Cardiac tamponade is uncommon following right heart catheterisation. Most of the reports pertain to the tamponade either following direct L V puncture or L A puncture,, Probably, high pressure in L V tends to cause more bleeding. In the present series, however, the tamponade occurred due to perforation of a normal right ventricle.
Monitoring of the central venous pressure is probably the commonest indication of cardiac catheterization and needs special mention. The subclavian jugular catheters have currently become popular for this purpose. They are nonirritant, radio-opaque and least likely to cause infection. However Case 6 in our series suggests that their smaller calibre and nonirritant nature allows embolization if they fracture inadvertently.
Presence of a foreign body in the circulation and bacterimia during cardiac catheterization are the predisposing factors for infection. Inflamatory reaction and bacterimia account for 5-8% of all complications following cardiac catheterisation. The risk is in fact far more when the patient undergoes emergency cardiac surgery following complication of cardiac catheterization.

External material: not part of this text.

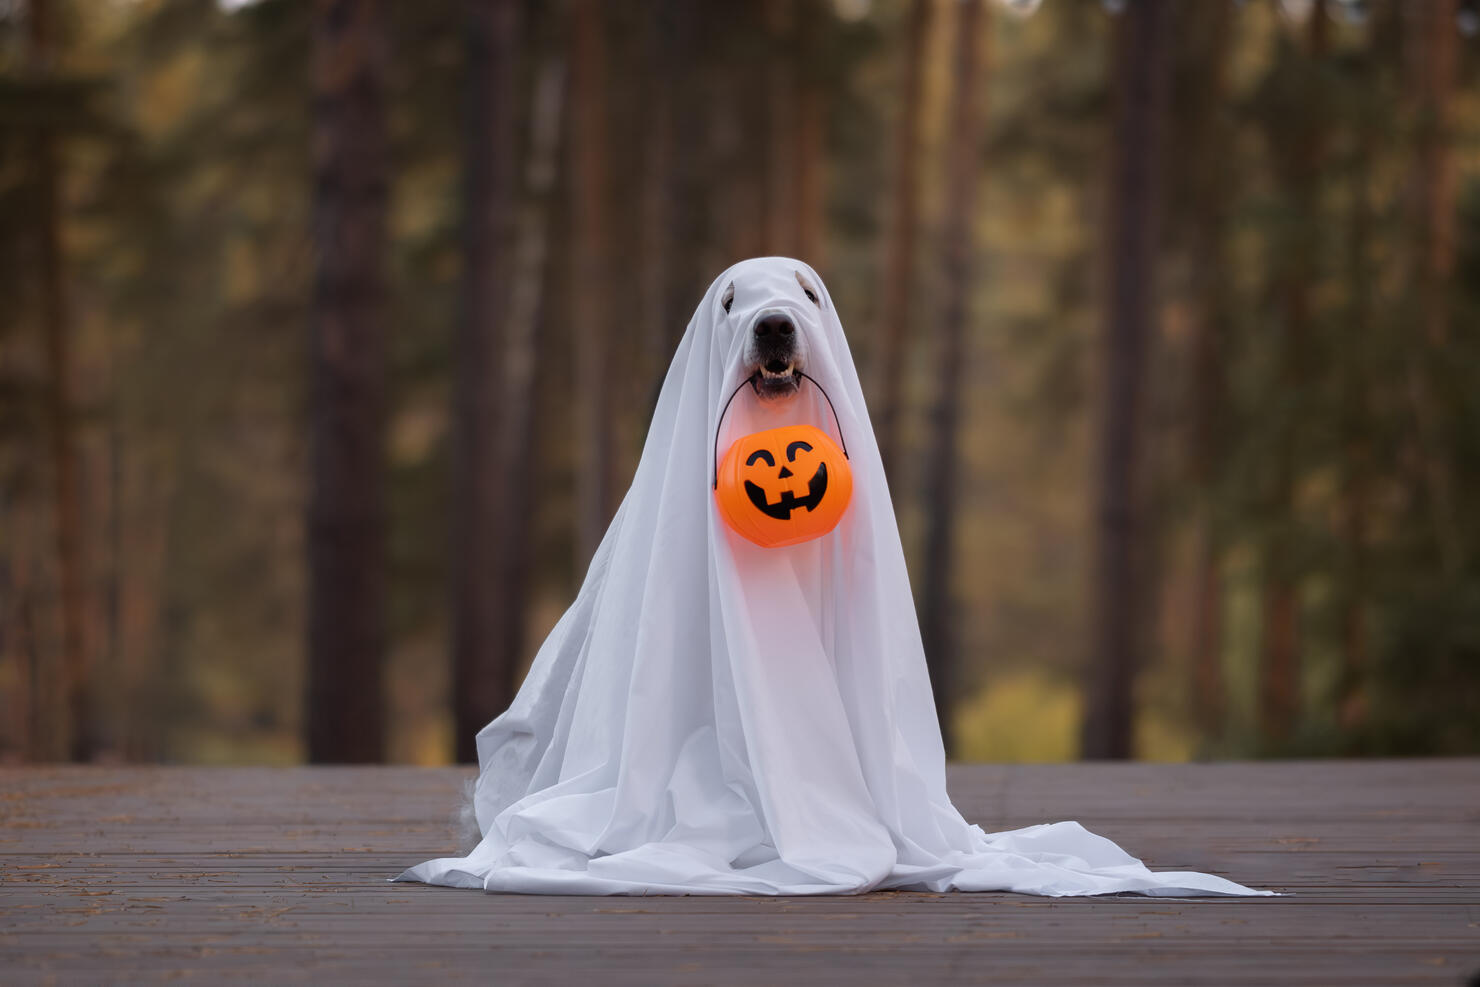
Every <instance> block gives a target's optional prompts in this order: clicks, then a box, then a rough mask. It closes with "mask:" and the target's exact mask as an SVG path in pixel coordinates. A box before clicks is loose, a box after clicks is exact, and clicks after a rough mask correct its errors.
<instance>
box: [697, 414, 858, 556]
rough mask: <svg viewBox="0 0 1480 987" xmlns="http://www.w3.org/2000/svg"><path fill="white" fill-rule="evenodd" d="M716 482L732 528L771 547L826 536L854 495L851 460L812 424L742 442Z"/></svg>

Two out of six cases in our series who underwent surgery had severe infection in the postoperative period. The need for utmost asepsis during cardiac catheterization cannot be overemphasised.
Case 7 is unique in this series in that he developed no further complication in spite of the retained broken catheter in the inferior vena cava. This was probably because of the protection given by the diaphragm at the junction of the IVC and the right atrium against further embolization.